Similar results can be established for the circular cross-correlation.

Real signals

In practice, the input to the forward transform is often a real signal (i.e., a vector in $\mathbb{R}^n$). It is useful to derive some facts about such signals.

Theorem (Conjugate symmetry). Let $\boldsymbol{x}$ be a vector in $\mathbb{R}^n$. Then, $X_j^\dagger = X_{n - j}$.

Proof. First, note that $\boldsymbol{X}^{\mathrm{H}}=(F\boldsymbol{x})^{\mathrm{H}}=\boldsymbol{x}^{\intercal}F^{\mathrm{H}}=((F^{\mathrm{H}})^{\intercal}\boldsymbol{x})^{\intercal}$. Using the fact that $(\omega^{kj})^{\dagger}=\omega^{-kj}=\omega^{k(n-j)}$, the $j$-th row of $(F^{\mathrm{H}})^{\intercal}$ is $f^{(n-j)}$, from which the result follows.

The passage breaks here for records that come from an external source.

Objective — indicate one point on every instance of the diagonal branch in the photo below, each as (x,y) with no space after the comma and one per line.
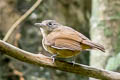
(23,17)
(44,61)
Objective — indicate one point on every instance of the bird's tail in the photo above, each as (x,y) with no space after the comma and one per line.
(94,45)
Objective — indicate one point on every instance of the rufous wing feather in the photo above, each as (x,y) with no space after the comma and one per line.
(93,45)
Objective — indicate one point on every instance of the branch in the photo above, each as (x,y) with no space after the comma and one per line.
(44,61)
(23,17)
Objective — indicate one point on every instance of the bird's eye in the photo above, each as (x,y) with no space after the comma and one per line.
(49,24)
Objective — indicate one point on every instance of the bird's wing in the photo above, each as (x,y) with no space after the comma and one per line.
(65,38)
(66,44)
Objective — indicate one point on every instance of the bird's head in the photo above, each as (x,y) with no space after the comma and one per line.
(47,25)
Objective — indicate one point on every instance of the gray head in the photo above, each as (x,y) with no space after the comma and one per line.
(48,25)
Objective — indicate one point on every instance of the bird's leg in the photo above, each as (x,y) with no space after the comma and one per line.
(53,57)
(73,61)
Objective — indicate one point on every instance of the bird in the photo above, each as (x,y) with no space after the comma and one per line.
(63,41)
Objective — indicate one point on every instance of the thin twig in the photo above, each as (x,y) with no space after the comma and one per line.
(23,17)
(44,61)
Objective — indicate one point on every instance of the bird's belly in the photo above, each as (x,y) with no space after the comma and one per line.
(62,53)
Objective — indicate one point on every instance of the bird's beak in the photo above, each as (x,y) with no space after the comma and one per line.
(39,25)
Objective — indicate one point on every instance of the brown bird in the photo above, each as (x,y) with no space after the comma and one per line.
(64,41)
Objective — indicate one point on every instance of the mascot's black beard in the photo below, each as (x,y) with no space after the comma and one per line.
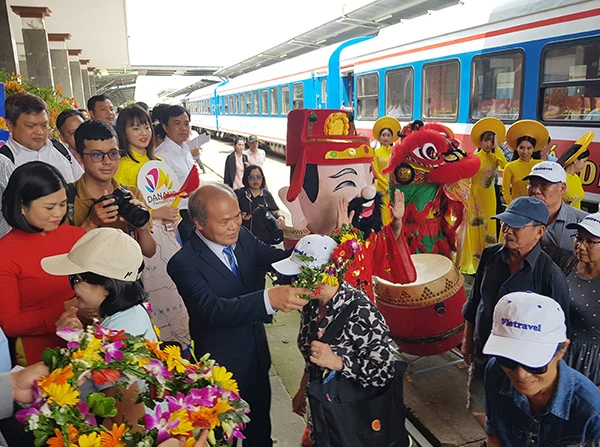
(367,224)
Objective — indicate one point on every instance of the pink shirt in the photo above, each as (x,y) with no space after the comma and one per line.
(239,171)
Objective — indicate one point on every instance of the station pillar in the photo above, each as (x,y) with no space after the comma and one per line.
(60,61)
(92,78)
(75,68)
(9,59)
(35,40)
(85,78)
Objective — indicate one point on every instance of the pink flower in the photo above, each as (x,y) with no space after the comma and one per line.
(112,351)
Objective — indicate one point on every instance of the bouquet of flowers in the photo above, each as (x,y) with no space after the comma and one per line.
(350,242)
(182,398)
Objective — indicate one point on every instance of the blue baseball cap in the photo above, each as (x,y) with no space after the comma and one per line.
(524,210)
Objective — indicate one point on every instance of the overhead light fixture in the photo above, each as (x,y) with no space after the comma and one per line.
(385,17)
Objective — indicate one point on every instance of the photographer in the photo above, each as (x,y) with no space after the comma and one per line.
(101,201)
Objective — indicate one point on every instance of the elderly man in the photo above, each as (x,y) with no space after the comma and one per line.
(519,264)
(28,121)
(219,273)
(547,182)
(532,396)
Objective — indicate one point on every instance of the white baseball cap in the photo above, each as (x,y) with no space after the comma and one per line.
(590,223)
(318,246)
(548,170)
(104,251)
(527,328)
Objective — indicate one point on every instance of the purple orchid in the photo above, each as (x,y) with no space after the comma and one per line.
(158,370)
(25,413)
(112,351)
(160,421)
(70,336)
(85,413)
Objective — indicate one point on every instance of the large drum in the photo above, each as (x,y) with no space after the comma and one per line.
(425,317)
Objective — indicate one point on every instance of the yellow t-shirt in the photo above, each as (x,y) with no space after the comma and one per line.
(513,185)
(575,192)
(129,169)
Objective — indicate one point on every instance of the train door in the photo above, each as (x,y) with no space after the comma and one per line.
(348,89)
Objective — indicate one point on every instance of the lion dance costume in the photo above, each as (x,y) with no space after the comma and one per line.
(431,169)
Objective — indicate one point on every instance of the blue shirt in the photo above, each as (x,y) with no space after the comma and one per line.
(572,416)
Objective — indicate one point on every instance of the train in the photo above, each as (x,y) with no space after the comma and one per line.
(510,59)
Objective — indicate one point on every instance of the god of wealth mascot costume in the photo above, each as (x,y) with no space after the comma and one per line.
(431,169)
(330,162)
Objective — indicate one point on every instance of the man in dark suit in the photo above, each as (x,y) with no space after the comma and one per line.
(219,273)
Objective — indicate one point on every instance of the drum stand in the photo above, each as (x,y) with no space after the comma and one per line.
(412,361)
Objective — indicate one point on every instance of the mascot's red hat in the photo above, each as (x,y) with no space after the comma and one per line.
(322,137)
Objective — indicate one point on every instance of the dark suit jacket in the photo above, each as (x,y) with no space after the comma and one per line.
(230,168)
(227,313)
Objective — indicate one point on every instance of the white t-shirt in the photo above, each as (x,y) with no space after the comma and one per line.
(71,171)
(134,321)
(179,159)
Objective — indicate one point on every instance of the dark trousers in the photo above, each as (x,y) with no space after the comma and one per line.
(186,226)
(257,393)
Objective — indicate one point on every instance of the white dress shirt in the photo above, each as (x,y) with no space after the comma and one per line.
(179,159)
(217,249)
(71,171)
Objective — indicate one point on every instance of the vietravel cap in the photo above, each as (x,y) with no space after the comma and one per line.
(104,251)
(590,223)
(548,170)
(524,210)
(319,246)
(526,328)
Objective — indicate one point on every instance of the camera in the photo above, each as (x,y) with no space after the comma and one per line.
(135,215)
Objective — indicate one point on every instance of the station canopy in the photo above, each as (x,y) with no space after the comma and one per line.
(365,21)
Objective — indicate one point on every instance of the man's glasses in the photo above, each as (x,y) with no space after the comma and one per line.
(76,279)
(511,364)
(541,186)
(98,156)
(578,240)
(505,227)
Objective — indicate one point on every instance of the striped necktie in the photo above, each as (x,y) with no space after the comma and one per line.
(228,251)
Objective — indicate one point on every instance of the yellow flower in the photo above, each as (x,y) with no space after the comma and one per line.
(185,425)
(61,394)
(91,440)
(113,437)
(91,353)
(224,379)
(174,360)
(331,280)
(59,377)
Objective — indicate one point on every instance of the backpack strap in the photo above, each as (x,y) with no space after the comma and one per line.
(62,149)
(338,324)
(71,190)
(5,150)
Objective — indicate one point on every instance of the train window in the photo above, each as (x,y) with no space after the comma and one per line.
(399,93)
(497,84)
(255,104)
(264,95)
(367,96)
(440,91)
(298,99)
(570,84)
(285,99)
(248,103)
(273,98)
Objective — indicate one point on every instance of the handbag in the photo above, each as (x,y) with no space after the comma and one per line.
(346,414)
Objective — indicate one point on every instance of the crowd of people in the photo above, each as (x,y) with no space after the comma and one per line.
(80,243)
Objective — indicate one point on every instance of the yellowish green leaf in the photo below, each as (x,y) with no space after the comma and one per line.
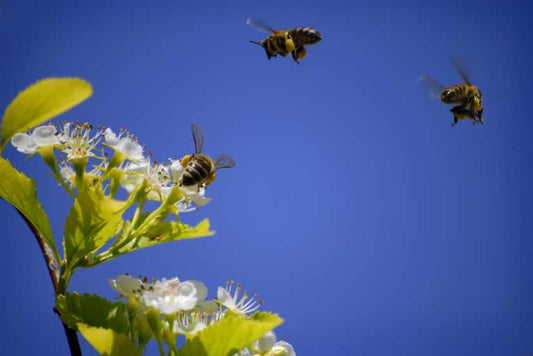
(92,310)
(108,342)
(20,191)
(41,102)
(168,231)
(93,220)
(230,335)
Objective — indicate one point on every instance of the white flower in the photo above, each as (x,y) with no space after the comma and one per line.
(190,323)
(23,143)
(170,296)
(281,348)
(266,342)
(126,284)
(245,305)
(244,352)
(77,140)
(42,136)
(124,145)
(156,177)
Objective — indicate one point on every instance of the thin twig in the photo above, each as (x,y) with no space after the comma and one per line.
(52,264)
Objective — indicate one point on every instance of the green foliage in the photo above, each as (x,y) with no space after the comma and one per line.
(41,102)
(92,310)
(108,342)
(231,334)
(172,231)
(93,220)
(20,191)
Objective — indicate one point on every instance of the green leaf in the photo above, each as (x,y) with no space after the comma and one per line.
(93,220)
(20,191)
(41,102)
(108,342)
(173,231)
(92,310)
(162,232)
(230,335)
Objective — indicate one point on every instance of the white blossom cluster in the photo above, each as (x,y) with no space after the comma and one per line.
(187,311)
(79,142)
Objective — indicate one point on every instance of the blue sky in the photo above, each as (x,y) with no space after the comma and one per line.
(355,211)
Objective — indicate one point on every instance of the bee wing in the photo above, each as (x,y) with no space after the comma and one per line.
(432,85)
(260,26)
(460,67)
(198,137)
(224,161)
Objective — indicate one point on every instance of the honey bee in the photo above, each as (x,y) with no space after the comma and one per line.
(198,167)
(283,42)
(466,96)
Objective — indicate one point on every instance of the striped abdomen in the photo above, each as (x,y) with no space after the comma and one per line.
(304,36)
(456,94)
(275,44)
(197,170)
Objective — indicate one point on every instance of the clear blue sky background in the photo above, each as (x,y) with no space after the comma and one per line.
(356,211)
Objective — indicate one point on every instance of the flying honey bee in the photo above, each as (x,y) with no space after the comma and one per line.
(200,168)
(466,96)
(283,42)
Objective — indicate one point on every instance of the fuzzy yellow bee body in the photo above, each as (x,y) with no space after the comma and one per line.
(466,97)
(283,42)
(198,167)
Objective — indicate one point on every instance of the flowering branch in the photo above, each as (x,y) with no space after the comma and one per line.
(92,166)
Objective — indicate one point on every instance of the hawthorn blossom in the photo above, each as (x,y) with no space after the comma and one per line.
(245,305)
(171,295)
(42,136)
(124,145)
(190,323)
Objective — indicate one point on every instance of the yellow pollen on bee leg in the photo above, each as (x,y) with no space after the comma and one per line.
(210,179)
(185,160)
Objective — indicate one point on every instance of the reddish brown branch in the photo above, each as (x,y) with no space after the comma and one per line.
(52,265)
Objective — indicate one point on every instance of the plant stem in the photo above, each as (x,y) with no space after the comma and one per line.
(52,266)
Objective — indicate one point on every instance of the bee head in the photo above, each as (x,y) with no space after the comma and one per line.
(289,43)
(447,95)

The above tells us that for a real input $\boldsymbol{x}$, we need only compute the first $1 + \lfloor n / 2 \rfloor$ coordinates of $\boldsymbol{X}$.

Remark. The NumPy function numpy.fft.rfft takes advantage of this fact.

But what if we only have access to a “black box” function that computes the forward transform? Can we still save on computation? The answer is provided by the corollary below.

Corollary. Let $\boldsymbol{x}$ and $\boldsymbol{y}$ be two vectors in $\mathbb{R}^n$. Let $\boldsymbol{z} = \boldsymbol{x} + i\boldsymbol{y}$. Then, $2 X_j = Z_j + Z_{n - j}^\dagger$ and $2 i Y_j = Z_j - Z_{n - j}^\dagger$.

In other words, the DFT of two real inputs $\boldsymbol{x}$ and $\boldsymbol{y}$ can be computed by

  1. creating a complex signal $\boldsymbol{z}$ whose real part is $\boldsymbol{x}$ and whose complex part is $\boldsymbol{y}$,
  2. computing the DFT $\boldsymbol{Z}$, and
  3. retrieving the individual DFTs $\boldsymbol{X}$ and $\boldsymbol{Y}$ by the above formulas.
import numpy as np


def fft_of_two_real_signals(x: np.ndarray, y: np.ndarray):
    """Computes the FFT of two real signals using a single complex FFT.

    Parameters
    ----------
    x: A real NumPy vector.
    y: A real NumPy vector.

    Returns
    -------
    X: The FFT of x.
    Y: The FFT of y.
    """
    z = x + 1j * y
    Z = np.fft.fft(z)
    Z_reverse_conj = np.conjugate(np.concatenate([[Z[0]], np.flip(Z[1:])]))
    X = (Z + Z_reverse_conj) * 0.5
    Y = (Z_reverse_conj - Z) * 0.5j
    return X, Y

Fast Fourier transform

The Cooley-Tukey algorithm is the most common FFT algorithm. It re-expresses the DFT of an arbitrary composite size $n = ab$ in terms of smaller DFTs of sizes $a$ and $b$.

Radix-2 algorithm

Assuming $n$ is even, the radix-2 algorithm corresponds to taking $a = b = n /2$. The motivation comes from notating that

\[\sqrt{n}X_{k} =\sum_{j=0}^{n-1}\omega^{jk}x_{j} =\sum_{j=0}^{n/2-1}\omega^{2jk}x_{2j}+\omega^{k}\sum_{j=0}^{n/2-1}\omega^{2jk}x_{2j+1}\]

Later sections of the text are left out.